Kaum zu glauben, aber das ist nun schon der letzte Teil der Spezialreihe aus Japan - und ja, ich weiss, dass ich bereits seit mehr als 3 Wochen zurück bin, jedoch habe ich einfach nicht die Zeit und die Motivation gefunden diesen letzten Abschnitt zu schreiben. Doch gehen wir nochmals gedanklich zurück nach Tokyo.
 
In aller herrgottsfrühe riss uns der Wecker aus den Träumen und zwang uns zum aufstehen. Bereits um 10.25 Uhr sollte unser Flugzeug vom japanischen Boden abheben und uns zurück in die Schweiz bringen. Bereits am Vortag hatten wir die Zugtickets bis zum Flughafen Narita gekauft, so wussten wir das um halb 8 Uhr der Narita-Express am Hauptbahnhof losfahren würde und uns somit rechtzeitig dort abliefern würde. Mit Sack und Pack gingen wir also nach dem Auschecken beim Hotel los und waren einige Minuten später bereits im Zug Richtung Hauptbahnhof. Dort gingen wir zügig zum Gleis, welches wir ab Vortag bereits entdeckt hatten. Und so waren wir bereits eine halbe Stunde zu früh dort und mussten zwei Züge fahren lassen, den die Reservation ist jeweils auf den Ticket aufgedruckten Zug gültig. So konnten wir bereit anfangen mit Münz vernichten, soll heissen die liebgewonnenen Getränkeautomaten wurden nochmals ausgiebig benützt.
 
Am Flughafen angekommen ging es bereits nach der ersten Rolltreppe durch die ersten Passkontrolle und danach 5 Stockwerke nach oben zur zweiten Kontrolle und dem obligaten Sicherheits-Check.

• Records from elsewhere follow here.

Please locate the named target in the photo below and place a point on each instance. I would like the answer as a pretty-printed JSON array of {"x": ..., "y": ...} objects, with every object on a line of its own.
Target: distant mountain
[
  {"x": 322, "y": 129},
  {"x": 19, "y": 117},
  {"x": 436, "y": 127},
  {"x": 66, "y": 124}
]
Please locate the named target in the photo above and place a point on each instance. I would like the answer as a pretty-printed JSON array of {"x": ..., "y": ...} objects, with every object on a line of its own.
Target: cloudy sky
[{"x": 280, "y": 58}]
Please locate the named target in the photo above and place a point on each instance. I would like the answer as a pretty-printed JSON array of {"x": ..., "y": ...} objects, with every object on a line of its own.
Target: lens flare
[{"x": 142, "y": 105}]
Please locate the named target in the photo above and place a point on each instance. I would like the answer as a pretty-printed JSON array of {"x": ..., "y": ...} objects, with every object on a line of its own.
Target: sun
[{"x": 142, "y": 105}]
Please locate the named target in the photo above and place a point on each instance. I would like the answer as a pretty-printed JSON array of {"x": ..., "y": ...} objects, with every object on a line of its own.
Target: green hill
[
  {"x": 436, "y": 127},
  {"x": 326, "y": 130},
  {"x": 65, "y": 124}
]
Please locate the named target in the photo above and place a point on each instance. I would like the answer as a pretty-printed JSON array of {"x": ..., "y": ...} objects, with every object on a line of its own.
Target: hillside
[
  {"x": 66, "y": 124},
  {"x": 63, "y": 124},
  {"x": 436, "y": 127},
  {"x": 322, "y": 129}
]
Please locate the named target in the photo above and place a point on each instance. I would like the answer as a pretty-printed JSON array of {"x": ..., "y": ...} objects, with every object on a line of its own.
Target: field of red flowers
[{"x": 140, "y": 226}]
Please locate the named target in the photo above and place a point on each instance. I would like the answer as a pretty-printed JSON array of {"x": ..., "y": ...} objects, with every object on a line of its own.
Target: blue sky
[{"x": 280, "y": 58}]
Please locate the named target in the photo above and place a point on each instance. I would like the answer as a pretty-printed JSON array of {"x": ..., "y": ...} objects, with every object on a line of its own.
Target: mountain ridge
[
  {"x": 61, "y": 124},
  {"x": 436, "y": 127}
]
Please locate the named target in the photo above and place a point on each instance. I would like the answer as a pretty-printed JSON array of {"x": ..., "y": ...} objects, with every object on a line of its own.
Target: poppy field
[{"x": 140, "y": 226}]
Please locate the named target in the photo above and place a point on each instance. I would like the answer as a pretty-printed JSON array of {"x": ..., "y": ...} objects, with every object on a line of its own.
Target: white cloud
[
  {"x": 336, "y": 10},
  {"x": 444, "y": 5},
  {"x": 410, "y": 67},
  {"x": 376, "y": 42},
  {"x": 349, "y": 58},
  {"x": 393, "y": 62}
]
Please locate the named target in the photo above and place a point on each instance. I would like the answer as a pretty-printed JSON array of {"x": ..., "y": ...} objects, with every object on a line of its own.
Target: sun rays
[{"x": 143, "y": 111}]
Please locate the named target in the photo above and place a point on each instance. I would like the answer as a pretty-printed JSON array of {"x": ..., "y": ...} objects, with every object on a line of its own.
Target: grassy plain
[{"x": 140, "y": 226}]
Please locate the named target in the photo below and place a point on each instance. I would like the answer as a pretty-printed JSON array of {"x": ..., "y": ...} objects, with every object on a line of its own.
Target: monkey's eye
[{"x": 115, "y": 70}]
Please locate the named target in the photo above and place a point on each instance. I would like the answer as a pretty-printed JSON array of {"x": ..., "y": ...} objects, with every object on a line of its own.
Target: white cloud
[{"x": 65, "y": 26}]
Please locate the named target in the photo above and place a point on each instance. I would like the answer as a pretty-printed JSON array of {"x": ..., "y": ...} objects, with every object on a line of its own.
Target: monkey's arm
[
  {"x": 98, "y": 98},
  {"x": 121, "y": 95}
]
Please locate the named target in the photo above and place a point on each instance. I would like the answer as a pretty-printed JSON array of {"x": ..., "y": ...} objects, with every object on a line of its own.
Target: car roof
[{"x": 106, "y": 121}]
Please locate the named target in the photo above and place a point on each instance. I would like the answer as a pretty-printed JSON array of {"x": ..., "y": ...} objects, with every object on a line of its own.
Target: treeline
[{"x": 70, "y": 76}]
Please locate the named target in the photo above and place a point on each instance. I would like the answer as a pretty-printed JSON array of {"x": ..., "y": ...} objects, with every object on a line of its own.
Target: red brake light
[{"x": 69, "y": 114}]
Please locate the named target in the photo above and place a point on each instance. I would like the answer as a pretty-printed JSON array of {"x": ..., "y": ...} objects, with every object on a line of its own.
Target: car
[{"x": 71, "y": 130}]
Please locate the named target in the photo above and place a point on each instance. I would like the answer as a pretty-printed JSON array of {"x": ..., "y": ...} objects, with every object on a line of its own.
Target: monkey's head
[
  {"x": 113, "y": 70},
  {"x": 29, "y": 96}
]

Dieser überstand ich trotz zweimaliger Prüfung meines Rucksackes (ich hatte nur das Tablet rausgenommen aber das Netbook drin vergessen) sehr zügig und bald schon waren wir bei unserem Gate wo zu unserer Freude und Überraschung eine Swiss-Maschine auf uns wartete. Denn am Vortag, als wir das Web-Checkin benützten, wurden wir auf eine Seite von Lufthansa umgeleitet, und mit denen hatte ich noch nicht so tolle Erfahrungen gemacht. Das Beste am Web-Checkin vom Vortag war aber die Erkenntnis, dass der Flieger dieses Mal nicht ausgebucht war und wir so unsere Plätze noch tauschen konnten. Wir entschieden uns für die komplett hinterste Reihe, eine Drei-Sitz-Komposition zwischen den beiden WCs. So konnten wir die beiden Sitze aussen am Gang reservieren und liessen denjenigen in der Mitte frei, in der Hoffnung, dass dieser von niemandem mehr ausgewählt wird.
 
Nach letzten Einkäufen und kurzen Warten begann nun auch schon das Boarding. Und unsere Hoffnung nach einem freien Sitz wurde schliesslich auch bestätigt. Somit konnten wir uns auf einen etwas bequemeren Rückflug vorbereiten. Von den Flugbegleiterinnen erhielten wir sogar noch Schlafmasken und Oropax, da wir direkt neben den Toiletten sassen. Doch da dieser Flug auch mehrheitlich aus japanischen Reisenden bestand, sollte dies während den nächsten 12 Stunden kein Problem darstellen. Auch sonst gibt es nicht viel zu Berichten, den es war in etwa wie immer: Das Essen schmeckte teilweise gut und teilweise überhaupt nicht, das On-Bord-Entertaimentsystem war langsam und hatte sogar einen kompletten Absturz, die Sitze waren wieder zu eng und die Armlehne welche nicht komplett versenkbar ist nervte. Ich vertrieb mir die Zeit mit 2-3 Filmen auf meinem Tablet (die Bildschirme des Entertaimendsystem sind mir ein Graus) und hörte einige PCG-Podcasts auf meinem iPod.
 
Viele, viele Stunden später setzte unser Flugzeug in Zürich auf und beendete somit endgültig unsere Reise nach Japan. Doch eines ist ganz sicher: Dies war nicht das letzte Mal, dass ich in diesem Land war.

 

5. April 2012

the black blog in Japan Teil 12 - Tag 9: Kamakura


Kamakura, ein kleines Küstenstädtchen ca. 50 Kilometer südwestlich von Tokyo, war das heutige Ziel für uns. Aus der grellen und riesigen Grossstadt ging es am Vormittag mit dem Zug in das ca. 175‘000 Seelen-Kaff, welches vor allem durch seine vielen buddhistischen Tempel und shintoistischen Schreine bekannt ist. Am Schalter der JR-Line beim Bahnhof Suidobashi, ganz in der Nähe unseres Hotels, konnten wir für umgerechnet ca. 18 Franke gleich das Ticket direkt bis nach Kamakura erstehen. Da wir aber nicht 100% aufgepasst hatten wie wir nun umsteigen mussten dass alles richtig kommt, gab es eine kleine Irrfahrt, wobei wir 2 Stationen zu weit mit der ersten Linie gefahren sind. Doch das war kein Problem und kurz darauf sassen wir dann auch schon im Zug, der den Hauptbahnhof Tokyo Richtung Yokohama verliess. Eigentlich ist das Bahnfahren in Japan ja sehr leicht, man muss aber einfach zwischen den einzelnen Linien und den verschiedenen Gesellschaften zu unterscheiden wissen. 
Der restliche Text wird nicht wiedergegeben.